How we solved our problem with audit, Postgres and Elasticsearch

November 13, 2018

The problem

Every database change is audited, it's a smart idea for the work that we do. Very quickly the amount of audit data becomes enormous, it cripples backups, uses a boat-load of disk space and makes for some cry-worthy storage costs. Not to mention the anxiety caused by jumbo backup processes, freezing servers and early morning monitoring alerts.

Chart showing increasing AWS costs. Costs

Hmmmm, what to do?

So, I brew another coffee that's blacker than night in the antarctic and wonder how do I turn this horrible unusable data into something useful?

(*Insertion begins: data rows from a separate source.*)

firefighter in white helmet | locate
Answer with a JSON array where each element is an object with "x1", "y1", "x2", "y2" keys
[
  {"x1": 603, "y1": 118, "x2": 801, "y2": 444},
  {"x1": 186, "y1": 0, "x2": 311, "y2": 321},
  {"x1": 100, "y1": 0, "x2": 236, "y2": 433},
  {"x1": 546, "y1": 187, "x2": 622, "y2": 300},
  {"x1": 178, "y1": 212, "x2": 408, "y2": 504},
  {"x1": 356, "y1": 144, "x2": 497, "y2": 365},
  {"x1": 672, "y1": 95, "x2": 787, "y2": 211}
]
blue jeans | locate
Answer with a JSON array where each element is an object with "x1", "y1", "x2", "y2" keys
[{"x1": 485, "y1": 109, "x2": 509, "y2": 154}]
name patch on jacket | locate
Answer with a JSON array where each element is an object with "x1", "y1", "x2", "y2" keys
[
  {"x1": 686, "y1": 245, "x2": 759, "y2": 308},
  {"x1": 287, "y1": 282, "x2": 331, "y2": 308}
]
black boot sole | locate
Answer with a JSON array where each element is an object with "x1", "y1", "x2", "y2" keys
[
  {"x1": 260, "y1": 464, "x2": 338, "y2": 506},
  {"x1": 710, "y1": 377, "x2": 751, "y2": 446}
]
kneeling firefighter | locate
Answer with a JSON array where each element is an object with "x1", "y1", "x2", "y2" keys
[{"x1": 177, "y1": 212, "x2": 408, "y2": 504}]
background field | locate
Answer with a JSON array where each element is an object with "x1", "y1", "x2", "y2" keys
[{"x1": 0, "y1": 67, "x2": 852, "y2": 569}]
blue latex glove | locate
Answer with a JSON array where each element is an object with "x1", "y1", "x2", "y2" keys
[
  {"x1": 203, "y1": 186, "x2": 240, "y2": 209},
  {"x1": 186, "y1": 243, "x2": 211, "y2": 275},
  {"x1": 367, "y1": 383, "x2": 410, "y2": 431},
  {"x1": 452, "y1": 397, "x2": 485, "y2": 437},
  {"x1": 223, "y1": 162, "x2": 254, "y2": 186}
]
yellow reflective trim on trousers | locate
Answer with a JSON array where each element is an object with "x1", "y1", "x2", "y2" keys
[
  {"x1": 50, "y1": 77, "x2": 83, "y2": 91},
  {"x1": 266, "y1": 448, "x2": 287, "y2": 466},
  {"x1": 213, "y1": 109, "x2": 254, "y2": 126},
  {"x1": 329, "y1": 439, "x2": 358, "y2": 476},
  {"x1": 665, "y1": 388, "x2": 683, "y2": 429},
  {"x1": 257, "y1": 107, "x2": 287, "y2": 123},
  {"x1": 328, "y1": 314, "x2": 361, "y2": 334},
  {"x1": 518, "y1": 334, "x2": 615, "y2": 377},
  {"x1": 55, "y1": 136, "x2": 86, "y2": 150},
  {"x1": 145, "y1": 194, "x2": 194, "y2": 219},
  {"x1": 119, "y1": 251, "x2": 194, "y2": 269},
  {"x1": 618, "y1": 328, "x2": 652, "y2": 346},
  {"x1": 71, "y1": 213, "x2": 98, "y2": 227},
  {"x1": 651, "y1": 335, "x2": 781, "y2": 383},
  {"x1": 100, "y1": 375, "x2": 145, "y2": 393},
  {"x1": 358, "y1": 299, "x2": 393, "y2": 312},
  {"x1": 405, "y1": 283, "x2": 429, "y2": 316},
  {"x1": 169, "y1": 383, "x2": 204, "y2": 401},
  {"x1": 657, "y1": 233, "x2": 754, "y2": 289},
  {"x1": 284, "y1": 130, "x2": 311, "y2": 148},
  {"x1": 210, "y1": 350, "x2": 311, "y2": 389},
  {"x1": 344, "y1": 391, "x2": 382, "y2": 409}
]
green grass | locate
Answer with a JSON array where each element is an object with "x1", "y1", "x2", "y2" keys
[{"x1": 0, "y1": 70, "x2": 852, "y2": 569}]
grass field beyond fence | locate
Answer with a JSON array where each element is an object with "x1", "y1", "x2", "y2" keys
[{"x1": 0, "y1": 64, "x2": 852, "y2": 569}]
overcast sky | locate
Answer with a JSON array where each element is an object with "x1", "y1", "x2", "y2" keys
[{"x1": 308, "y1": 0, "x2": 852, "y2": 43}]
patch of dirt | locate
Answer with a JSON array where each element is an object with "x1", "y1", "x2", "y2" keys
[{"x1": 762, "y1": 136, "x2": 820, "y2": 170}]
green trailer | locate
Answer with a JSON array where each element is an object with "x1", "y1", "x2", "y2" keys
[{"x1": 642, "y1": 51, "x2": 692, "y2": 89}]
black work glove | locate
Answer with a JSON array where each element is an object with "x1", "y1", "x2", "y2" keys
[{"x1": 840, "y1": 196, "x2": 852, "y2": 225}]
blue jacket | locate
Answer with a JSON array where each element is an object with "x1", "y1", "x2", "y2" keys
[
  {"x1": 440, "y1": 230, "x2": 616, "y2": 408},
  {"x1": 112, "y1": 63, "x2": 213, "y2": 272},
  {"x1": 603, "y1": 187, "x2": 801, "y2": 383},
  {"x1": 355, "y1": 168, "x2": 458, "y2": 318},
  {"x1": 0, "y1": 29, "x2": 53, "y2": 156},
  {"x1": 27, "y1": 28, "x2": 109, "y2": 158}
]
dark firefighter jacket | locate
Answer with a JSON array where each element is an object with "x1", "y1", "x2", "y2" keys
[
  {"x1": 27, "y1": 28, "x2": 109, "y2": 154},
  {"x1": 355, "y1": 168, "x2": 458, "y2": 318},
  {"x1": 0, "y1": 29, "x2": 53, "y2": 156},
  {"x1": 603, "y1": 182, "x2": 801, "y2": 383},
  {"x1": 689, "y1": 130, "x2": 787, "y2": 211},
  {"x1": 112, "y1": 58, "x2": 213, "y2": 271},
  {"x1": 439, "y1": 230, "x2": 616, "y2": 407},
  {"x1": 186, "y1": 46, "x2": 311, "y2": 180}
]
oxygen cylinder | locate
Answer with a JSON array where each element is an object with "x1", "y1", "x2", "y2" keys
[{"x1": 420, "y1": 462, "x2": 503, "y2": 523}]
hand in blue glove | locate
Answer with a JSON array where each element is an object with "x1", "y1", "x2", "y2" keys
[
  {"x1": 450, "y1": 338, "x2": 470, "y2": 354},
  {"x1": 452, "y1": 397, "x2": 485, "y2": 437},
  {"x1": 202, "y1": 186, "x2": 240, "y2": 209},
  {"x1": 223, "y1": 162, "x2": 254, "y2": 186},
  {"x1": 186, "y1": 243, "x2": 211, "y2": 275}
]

I know a little about Elasticsearch and how it can be useful for storing and analyzing large amounts of data.

OK I think I've got an idea!

Right, looks like we have a combination of technology that will work to solve this problem. Now I just need to figure out how.

Idea

Several hours (days) later... postgres-to-elasticsearch was born.

The tool supports 1-way push from PostgreSQL to Elasticsearch and real-time data streaming. The way it works is in essence very simple.

What does it do?

It performs 1 way data pushing between PostgreSQL and Elasticsearch and can optionally remove data from PostgreSQL after it's safely stored within Elasticsearch.

A nice bonus is that it will automatically look for the Hstore data type and parses it into JSON so that you can query the actual row data in Elasticsearch.

When it starts

When it's running

How this solves the problem

An option built into postgres-to-elasticsearch is to delete data from the table as it pushes it to Elasticsearch. This means that while it's running the database table is almost always empty or with very few items in it that are yet to be pushed.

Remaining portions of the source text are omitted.